In preparing for my Servant Leadership talk, I have been pondering on what has gone wrong with the current business model. Talking to CEO’s and commentators, I see that the old business model is based upon control; by controlling as much as possible, a business can try and manage the outcome, which is inevitably profit driven. Three factors are putting huge strain on this model – the pace of change, social media and growing consciousness (for an excellent report on the first two, read “Thinking the Unthinkable A New Imperative for Leadership in the Digital Age” commissioned by the Churchill Institute). Regarding growing consciousness, the Millennial generation are so much more conscious than previous generations (both in where they choose to work and how they choose to spend their cash) and this is having an effect on the rest of us. There is a global general rise in consciousness, meaning that so many of the things that companies could get away with in the past are becoming less and less acceptable.
So, faced with these three factors, companies need to either transform from the ‘control model’ to the ‘empowerment model’ or they will end up end breaking (I define this as a massive loss of shareholder value)– like BP, Tesco and maybe even VW. The ‘empowerment model’ creates a clear and meaningful purpose (beyond making the best widget in the world so we can make piles of cash), empowers its people to deliver this and finally creates a culture that encourages truth.

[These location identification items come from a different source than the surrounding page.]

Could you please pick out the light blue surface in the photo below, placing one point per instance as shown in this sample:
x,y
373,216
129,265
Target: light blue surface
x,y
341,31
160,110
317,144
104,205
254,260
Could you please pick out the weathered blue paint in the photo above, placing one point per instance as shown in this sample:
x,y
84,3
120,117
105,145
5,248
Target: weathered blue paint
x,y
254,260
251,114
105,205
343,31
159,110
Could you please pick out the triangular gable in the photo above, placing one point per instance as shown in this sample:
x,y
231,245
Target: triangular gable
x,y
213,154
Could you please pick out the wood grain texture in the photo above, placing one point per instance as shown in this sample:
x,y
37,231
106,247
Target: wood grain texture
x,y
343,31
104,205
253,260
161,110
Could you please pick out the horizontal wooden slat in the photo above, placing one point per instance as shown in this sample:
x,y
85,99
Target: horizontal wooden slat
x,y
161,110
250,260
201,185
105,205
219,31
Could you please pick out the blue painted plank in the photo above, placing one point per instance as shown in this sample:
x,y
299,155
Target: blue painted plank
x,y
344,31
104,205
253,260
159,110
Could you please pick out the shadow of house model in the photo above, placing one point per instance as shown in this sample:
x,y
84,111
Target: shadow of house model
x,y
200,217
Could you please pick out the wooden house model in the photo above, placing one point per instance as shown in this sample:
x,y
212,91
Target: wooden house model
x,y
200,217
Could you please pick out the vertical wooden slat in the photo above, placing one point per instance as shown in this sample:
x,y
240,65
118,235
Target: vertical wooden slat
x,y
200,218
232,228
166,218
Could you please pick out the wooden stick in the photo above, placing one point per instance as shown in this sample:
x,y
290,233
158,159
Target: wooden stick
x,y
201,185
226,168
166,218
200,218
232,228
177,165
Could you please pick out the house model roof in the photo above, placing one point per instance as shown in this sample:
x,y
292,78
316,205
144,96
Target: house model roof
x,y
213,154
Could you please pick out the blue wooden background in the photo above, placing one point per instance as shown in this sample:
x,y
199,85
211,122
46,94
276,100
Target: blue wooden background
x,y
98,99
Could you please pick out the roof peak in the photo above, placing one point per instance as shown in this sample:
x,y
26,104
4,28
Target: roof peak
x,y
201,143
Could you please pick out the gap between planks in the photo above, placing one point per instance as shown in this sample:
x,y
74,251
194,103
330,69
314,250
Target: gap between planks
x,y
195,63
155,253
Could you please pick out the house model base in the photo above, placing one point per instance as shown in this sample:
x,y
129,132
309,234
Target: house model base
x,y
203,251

If I look at Thornton’s Budgens, that’s exactly what we are doing, our purpose being “Your community supermarket that really cares”. While we have had this purpose for a number of years, we didn’t have the other parts of the empowerment model in place, so our team were still trying to control everything. This put an increasing strain on those controlling (the managers) and made life less and less fulfilling for those being controlled.
So as part of getting everyone in flow and doing what they love, we have appointed internal coaches, who are helping everyone get in their flow and empowering them in that role. So far, so good and since we started this earlier in the year, I have noticed a raising of the general energy levels. And… Sales have risen by 8 percentage points!
Looking to truth; over the last two years, we have been running sharing circles, using talking sticks and have formed a company council, all of which have helped people to see that it is safe to be more truthful. While we haven’t got to our ‘truth destination’ yet, we are well on the way and I know this place is a much more fulfilling place for everyone to be.